20 The recession of 2001 affected mostly the larger banks and had minimal effects on the rest of the industry.
21 The FDIC’s Division of Supervision and Consumer Protection rightly insists that bank examiners are not a substitute for adequate internal and external auditing. However, it was examinations that uncovered the fraud at both BestBank and First National Bank of Keystone. See Berger and Davies (1998) for a discussion of the auditing function of examinations.
22 As mentioned above, CAEL produced ratings for capital, asset quality, earnings, and liquidity, which were then combined into a composite rating.
23 CAEL captured this type of relationship by treating some ratios as primary causes of ratings and others as secondary causes.
24 Recall that this is the reason CAEL excluded the management component.
25 Some other aspects of the forecasted management rating are worth noticing. First, the accuracy of the forecasted management rating deteriorates less over time, so at long horizons it is among the more accurate of the component forecasts. Second, the forecasted management rating does help signal downgrades in the composite rating.
26 The mathematics behind the “weighting” system can be found in Appendix 2.
27 See table 1. Peer groups could easily be used for this analysis but currently are not.
28 The median-2 bank is used as the basis of comparison instead of the “mean 2” because outliers tend to increase mean financial ratios. A simple example illustrates the point. If 99 banks have capital-asset ratios of 9 percent and 1 has a capital-asset ratio of 90 percent, the mean capital-asset ratio is 9.81 percent. The median is 9 percent, which is more representative.
29 There are other possible reasons that a stepwise procedure might eliminate a variable.

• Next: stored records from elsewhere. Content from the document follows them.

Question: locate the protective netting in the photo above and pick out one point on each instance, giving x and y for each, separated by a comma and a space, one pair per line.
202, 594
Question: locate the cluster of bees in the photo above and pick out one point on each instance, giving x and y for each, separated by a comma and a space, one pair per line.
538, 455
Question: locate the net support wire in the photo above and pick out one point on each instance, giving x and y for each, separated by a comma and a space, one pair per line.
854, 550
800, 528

For example, if two of the explanatory variables were highly correlated, the stepwise procedure would choose the one most closely related to CAMELS ratings and would ignore the other. In practice, the coefficients used by SCOR are very stable from one period to the next, and the stepwise procedure adds or drops only marginally important variables. In historical tests, SCOR uses almost all the variables each quarter to forecast either a composite or a component rating.

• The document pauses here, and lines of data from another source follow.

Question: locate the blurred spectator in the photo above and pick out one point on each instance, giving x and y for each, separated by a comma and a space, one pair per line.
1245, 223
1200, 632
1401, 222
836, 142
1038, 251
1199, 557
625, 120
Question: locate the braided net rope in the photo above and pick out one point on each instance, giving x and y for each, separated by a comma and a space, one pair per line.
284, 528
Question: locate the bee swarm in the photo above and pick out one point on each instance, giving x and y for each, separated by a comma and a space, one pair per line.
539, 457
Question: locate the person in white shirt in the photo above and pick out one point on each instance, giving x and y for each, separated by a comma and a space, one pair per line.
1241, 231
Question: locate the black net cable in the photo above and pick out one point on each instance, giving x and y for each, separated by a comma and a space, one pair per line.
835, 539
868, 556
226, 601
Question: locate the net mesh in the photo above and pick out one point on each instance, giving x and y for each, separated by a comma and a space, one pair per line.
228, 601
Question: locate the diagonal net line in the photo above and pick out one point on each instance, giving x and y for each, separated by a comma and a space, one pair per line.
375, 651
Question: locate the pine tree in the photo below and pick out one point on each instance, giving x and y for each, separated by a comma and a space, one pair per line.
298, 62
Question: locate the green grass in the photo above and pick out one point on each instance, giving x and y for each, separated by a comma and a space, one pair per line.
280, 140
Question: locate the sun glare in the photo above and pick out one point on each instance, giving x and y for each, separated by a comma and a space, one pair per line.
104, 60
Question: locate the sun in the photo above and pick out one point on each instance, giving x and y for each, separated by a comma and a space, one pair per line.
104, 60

30 Because these weights are calculated with a Taylor first-order approximation, they necessarily sum to 100 percent.
31 As discussed above, SCOR is reestimated each quarter, so the coefficients change slightly over time. As also discussed above, changes in coefficients would occur if, for example, examiners found that underwriting standards had changed. However, by using the 1998 coefficients to rate banks in 2001 and using 2001 coefficients to rate banks in 1998, one can determine whether the change in SCOR ratings is driven by the underlying financial ratios or by the change in coefficients. This exercise indicates that the change in coefficients accounts for approximately half the trend between 1998 and 2001, while changes in the ratios account for the other half. The change in the model could be interpreted as reflecting examiners’ growing concern about aspects of bank operation (for example, underwriting) that are not measured by the ratios.

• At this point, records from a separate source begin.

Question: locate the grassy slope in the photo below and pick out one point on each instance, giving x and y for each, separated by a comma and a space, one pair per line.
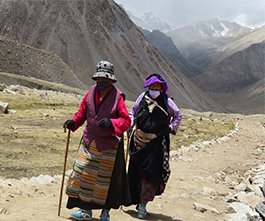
32, 140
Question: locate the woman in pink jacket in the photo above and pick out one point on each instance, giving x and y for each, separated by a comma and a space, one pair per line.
98, 179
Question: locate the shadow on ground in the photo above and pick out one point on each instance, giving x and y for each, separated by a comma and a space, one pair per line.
152, 216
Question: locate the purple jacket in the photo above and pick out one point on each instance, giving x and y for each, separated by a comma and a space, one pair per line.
173, 111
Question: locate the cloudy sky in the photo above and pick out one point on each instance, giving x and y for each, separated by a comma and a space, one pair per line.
183, 12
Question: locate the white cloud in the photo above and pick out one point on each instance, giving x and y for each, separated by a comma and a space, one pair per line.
182, 12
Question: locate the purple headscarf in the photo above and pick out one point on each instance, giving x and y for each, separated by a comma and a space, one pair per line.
156, 78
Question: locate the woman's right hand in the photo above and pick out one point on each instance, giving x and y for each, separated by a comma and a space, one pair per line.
69, 124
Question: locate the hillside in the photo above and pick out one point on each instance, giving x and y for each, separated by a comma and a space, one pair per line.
83, 32
165, 44
250, 100
214, 175
236, 72
24, 60
197, 40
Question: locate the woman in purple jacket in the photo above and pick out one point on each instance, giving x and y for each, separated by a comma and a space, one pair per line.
153, 117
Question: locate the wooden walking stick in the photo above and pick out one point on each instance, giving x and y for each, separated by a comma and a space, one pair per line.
64, 168
127, 150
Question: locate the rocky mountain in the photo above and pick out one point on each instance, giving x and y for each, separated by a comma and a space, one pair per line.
165, 44
201, 38
217, 55
250, 100
24, 60
84, 32
149, 22
236, 72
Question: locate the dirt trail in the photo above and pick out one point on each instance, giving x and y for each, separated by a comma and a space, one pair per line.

32 The distribution of SCOR ratings also resembles the distribution of the average of the six component ratings. It should be noted that this average is not meaningful because examiners would almost certainly assign higher weights to some components than to others. Moreover, SCOR ratings are distributed much like CAEL ratings, though CAEL ratings tend to be lower. (As explained above, CAEL was intended to be “biased” toward downgrading banks, and SCOR is not biased.)
33 See Cole and Gunther (1998).
34 The differences are not statistically significant.
35 The Federal Reserve Board’s contemporaneous SEER model includes management ratings.
36 As discussed in the main body of the text, however, bank supervisors are relatively unconcerned about distinguishing between 1- and 2-rated banks.